W3C home > Mailing lists > Public > www-validator@w3.org > June 1999

Re: What DTD?

From: Nir Dagan <nir@nirdagan.com>
Date: Tue, 1 Jun 1999 13:35:36 -0400 (EDT)
To: CNappin@inri.co.uk
cc: www-validator@w3.org
Message-ID: <Pine.WNT.4.10.9906012022200.-219427@zira.huji.ac.il>

I am very disappointed if that [validation  to custom DTD] does
work. I thought that the 
entire point of the W3C HTML validator is to independently verify 
that you have stuck to the W3C standards. What are you proving by
validating against a non-standard DTD ? That you have stuck to

Reply: Yes, and this is very important. If you write a document
that is valid to a custom DTD you can still predict how the
document will behave in browsers who support only the standard
DTD and ignore the tags of unknown elements. If a document isn't
valid at all, you have no clue how it will be rendered.

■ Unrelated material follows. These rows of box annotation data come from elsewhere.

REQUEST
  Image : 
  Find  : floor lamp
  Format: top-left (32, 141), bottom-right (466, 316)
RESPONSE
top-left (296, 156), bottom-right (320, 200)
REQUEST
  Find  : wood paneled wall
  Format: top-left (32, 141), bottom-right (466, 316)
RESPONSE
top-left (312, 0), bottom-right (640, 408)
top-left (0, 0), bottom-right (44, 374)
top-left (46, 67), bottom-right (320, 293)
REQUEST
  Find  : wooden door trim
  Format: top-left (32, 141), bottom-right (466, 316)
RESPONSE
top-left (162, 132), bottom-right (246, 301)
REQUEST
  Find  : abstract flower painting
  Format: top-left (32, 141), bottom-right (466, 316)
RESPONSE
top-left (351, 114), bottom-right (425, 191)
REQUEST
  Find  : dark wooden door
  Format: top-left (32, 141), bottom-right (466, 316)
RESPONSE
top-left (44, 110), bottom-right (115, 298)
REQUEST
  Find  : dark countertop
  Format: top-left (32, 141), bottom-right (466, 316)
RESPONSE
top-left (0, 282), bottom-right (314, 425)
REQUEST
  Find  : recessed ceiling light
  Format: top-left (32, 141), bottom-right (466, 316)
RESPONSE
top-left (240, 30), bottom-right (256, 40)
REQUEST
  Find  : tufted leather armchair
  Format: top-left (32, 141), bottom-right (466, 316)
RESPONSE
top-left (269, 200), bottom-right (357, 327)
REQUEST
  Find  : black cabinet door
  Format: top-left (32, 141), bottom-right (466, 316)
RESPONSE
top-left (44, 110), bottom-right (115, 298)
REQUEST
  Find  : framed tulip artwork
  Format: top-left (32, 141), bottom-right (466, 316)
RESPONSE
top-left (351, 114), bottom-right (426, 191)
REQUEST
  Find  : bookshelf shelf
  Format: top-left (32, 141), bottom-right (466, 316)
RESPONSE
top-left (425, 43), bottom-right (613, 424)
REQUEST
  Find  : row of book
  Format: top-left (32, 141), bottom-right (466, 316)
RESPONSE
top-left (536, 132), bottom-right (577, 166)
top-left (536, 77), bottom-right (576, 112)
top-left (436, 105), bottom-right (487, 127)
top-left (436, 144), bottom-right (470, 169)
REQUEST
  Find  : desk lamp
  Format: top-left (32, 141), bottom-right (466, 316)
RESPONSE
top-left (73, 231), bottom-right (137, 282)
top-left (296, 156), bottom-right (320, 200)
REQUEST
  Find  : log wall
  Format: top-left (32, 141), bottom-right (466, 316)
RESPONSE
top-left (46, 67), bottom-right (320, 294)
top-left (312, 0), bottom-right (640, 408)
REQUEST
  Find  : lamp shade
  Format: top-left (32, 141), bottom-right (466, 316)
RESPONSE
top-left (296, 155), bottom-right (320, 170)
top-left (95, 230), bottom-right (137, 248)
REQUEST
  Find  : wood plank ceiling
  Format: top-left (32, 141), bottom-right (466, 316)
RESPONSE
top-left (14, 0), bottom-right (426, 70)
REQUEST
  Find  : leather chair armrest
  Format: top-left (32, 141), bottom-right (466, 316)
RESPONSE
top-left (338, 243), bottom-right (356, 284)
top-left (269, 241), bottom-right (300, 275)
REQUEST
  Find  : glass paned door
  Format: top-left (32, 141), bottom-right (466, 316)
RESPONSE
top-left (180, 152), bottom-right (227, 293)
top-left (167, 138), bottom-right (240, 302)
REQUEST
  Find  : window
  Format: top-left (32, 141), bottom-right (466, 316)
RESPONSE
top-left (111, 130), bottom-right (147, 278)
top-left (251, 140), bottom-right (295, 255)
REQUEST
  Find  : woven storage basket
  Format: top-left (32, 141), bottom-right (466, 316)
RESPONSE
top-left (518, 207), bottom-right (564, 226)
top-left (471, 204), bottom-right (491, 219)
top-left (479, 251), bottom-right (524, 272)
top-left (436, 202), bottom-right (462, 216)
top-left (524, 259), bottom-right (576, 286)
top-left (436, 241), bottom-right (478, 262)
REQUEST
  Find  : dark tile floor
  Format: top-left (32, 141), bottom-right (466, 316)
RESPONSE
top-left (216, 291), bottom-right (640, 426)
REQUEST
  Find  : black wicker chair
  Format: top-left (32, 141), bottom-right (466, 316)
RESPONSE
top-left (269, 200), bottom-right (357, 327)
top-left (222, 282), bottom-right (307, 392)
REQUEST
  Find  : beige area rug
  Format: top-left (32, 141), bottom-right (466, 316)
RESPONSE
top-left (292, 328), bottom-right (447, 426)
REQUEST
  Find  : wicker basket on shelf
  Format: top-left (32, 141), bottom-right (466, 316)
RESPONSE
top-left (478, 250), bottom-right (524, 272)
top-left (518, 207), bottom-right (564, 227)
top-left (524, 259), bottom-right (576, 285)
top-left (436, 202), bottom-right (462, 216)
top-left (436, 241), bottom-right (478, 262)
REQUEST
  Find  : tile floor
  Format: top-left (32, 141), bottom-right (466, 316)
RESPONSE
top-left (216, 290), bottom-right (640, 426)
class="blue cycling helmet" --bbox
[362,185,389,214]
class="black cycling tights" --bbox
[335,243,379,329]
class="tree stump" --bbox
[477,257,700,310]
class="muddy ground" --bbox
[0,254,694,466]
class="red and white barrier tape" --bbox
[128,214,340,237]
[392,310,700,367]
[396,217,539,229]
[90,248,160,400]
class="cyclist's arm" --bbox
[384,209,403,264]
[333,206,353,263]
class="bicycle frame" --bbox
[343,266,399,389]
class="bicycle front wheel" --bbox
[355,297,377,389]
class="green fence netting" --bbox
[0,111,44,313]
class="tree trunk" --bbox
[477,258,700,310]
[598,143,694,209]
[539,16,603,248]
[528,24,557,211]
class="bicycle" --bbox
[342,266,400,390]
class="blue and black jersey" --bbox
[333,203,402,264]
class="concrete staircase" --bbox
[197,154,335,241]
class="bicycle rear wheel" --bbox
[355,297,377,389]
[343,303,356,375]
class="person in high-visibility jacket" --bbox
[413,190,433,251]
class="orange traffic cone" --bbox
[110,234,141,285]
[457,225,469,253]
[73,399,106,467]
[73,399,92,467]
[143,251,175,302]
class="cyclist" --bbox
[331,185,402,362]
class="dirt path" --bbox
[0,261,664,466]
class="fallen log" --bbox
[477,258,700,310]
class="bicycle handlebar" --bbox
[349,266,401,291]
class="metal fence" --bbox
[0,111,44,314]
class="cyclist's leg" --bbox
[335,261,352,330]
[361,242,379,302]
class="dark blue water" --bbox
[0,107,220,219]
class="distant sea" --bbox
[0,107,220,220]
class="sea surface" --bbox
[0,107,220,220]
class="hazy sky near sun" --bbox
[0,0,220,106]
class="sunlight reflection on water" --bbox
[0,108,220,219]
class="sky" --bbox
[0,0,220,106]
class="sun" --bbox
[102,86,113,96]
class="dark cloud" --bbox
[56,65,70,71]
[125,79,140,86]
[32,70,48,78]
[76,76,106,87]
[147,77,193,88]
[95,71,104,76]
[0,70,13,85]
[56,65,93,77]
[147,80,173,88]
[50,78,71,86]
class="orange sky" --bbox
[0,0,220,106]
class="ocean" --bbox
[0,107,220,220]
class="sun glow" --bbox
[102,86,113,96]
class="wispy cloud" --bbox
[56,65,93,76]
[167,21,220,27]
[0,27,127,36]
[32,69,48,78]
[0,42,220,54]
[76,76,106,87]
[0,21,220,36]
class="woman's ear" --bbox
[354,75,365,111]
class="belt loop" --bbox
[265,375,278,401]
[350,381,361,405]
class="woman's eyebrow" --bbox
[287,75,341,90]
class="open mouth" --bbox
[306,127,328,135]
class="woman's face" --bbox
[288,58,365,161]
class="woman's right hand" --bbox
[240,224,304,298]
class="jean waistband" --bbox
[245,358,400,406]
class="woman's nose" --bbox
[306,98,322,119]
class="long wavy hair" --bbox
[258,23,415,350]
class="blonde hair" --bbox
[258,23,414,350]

If you put the "Valid HTML 4" sticker on a page that isn't valid
HTML 4, then you are making that sticker meaningless...

Reply: true, and people shoulnd't put valid HTML x.y for a page
which is valid HTML z.r.

Alternatively [to browser testing] you can stick to the W3C
standards on HTML, CSS,
accessability etc. Then your pages will be usable on most
programs/platforms, by many kinds of users, and will also be
future proof to some degree.

Reply: Although I agree that validation is highly important,
browser testing provides *additional* useful testing. Browsers do
not support the specs completely, they have bugs (in particular
in CSS) etc. I would say that both validation and browser testing 
are useful. Both have their advantages and limitations and should
not be considered alternatives but complements.

Nir Dagan


"There is nothing quite so practical as a good theory."